Whither she went she neither cared nor knew. She had a vague remembrance of having passed through the flower-market, and being set upon to buy, by a soft-voiced, smiling woman who stood behind great blurs of red and yellow and white and purple, shrined in verdure, from which luscious scent arose. To get rid of her, she had paid a persistent child a franc for a big bunch of violets, and the girl, with a saucy, merry face, thrust into her hand also a spray of orange blossom. Helen threw this last away impatiently. Impossible to be rid of the suggestions of that wedding, ten-fold more abhorrent to her now that she had seen for herself and knew beyond a peradventure that it was inspired by no such love as she and John had felt for each other only a day or two before; such love as she must feel for him, God help her, till she died.

She walked on through the town, far into the outskirts, till seeing a sign of "New Milk" upon a chalet near the road made her suddenly remember she had set out without even her morning coffee. Going inside the building, she sat for a few moments at a table while a woman served her with rolls and a glass of milk, and then, starting forth again, was vaguely tempted to ascend a hillside which rose abruptly above the spot, crowned with a noble growth of trees.

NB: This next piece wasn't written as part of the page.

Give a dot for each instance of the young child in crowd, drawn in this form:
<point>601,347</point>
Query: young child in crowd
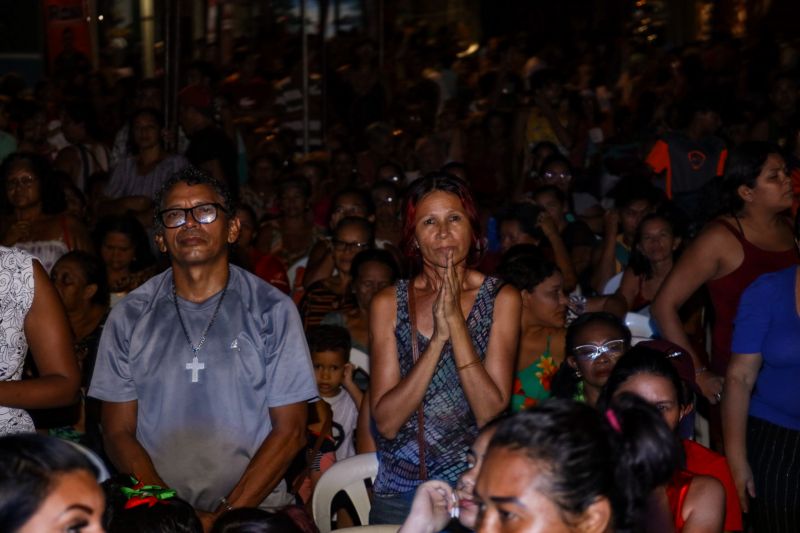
<point>330,355</point>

Helen had no sooner gained the smooth plateau of the summit than she remembered where she was. Long ago, as a child, in charge of her English governess, journeying from the Italian seashore to join her father at Marseilles, they had stopped over for a midsummer fête at Mont St. Cassien, where, in blazing heat, the Cannois and their rustic neighbors from miles around had fulfilled an old custom of Provence in holding service at a little chapel on this hill, the remainder of the day and evening being spent in feasting at tables spread on the slopes and in the green valley below. She could shut her eyes and see again the lights gleaming around the tables, as the hot darkness fell, the gay costumes, and the chain of dancers threading its way among the trees.

The grass was growing wild and coarse where she followed a shaded path to the little hut in which a holy hermit had once lived and died. A peasant woman in the kitchen of the hermitage was cooking something in a casserole over a tiny fire, but she left it civilly to conduct the stranger through to the chapel adjoining. A girl grown to woman's height, but, alas, a child in intellect, began pulling and tugging at her mother's gown, asking witless questions and being repeatedly, but tenderly, thrust aside by the woman, and told to stay in her own place.

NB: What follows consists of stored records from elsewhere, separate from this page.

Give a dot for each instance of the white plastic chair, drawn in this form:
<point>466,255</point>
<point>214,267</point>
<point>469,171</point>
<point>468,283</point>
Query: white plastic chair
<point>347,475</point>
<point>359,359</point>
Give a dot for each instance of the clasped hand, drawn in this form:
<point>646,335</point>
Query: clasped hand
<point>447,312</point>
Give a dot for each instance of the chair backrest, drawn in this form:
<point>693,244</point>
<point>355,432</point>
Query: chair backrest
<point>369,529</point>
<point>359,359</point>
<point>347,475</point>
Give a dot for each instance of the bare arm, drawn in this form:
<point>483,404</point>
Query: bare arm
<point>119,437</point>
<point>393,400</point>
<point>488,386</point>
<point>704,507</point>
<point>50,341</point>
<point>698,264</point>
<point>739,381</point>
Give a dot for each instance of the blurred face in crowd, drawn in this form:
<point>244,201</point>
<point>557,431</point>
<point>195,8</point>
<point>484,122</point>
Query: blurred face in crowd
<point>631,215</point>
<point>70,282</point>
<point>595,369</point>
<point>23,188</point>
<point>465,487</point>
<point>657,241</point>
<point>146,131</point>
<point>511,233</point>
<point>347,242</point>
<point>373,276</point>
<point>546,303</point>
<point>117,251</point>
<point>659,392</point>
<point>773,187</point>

Helen hardly knew why she had acceded to the woman's suggestion that she should visit the uninteresting sanctuary, with its cheap emblems and smell of stale incense, and decorations of paper flowers.

But she understood, when through the now opened front door a gentleman stepped from broad sunshine into the chill interior, apparently as aimless as herself, and came up to her side.

"Helen! You are alone?"

"You here!" she answered under her breath. "When I have come all this distance to be away from you!"

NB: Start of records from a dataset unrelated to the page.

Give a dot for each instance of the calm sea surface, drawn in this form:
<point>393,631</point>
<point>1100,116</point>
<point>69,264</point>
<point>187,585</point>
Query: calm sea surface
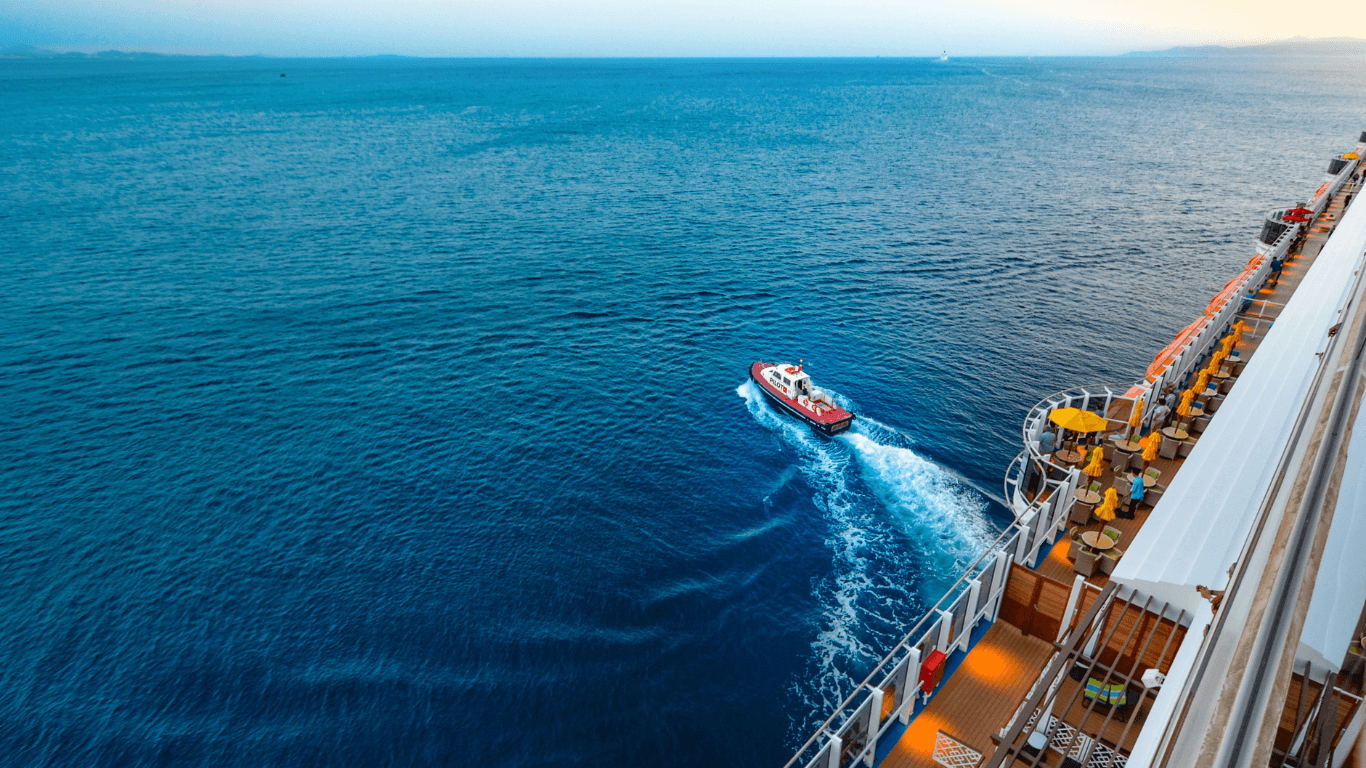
<point>394,412</point>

"It is the same with me, Helen," Glynn said in a sombre voice. "I have wandered and wandered up here for no reason in particular, trying to believe you are not in Cannes, trying to master my ungovernable desire to be with you only once again."

"It is all of a piece with our being thrust together that day upon the train," she cried impetuously. "What have we done that such things should be forced upon us?"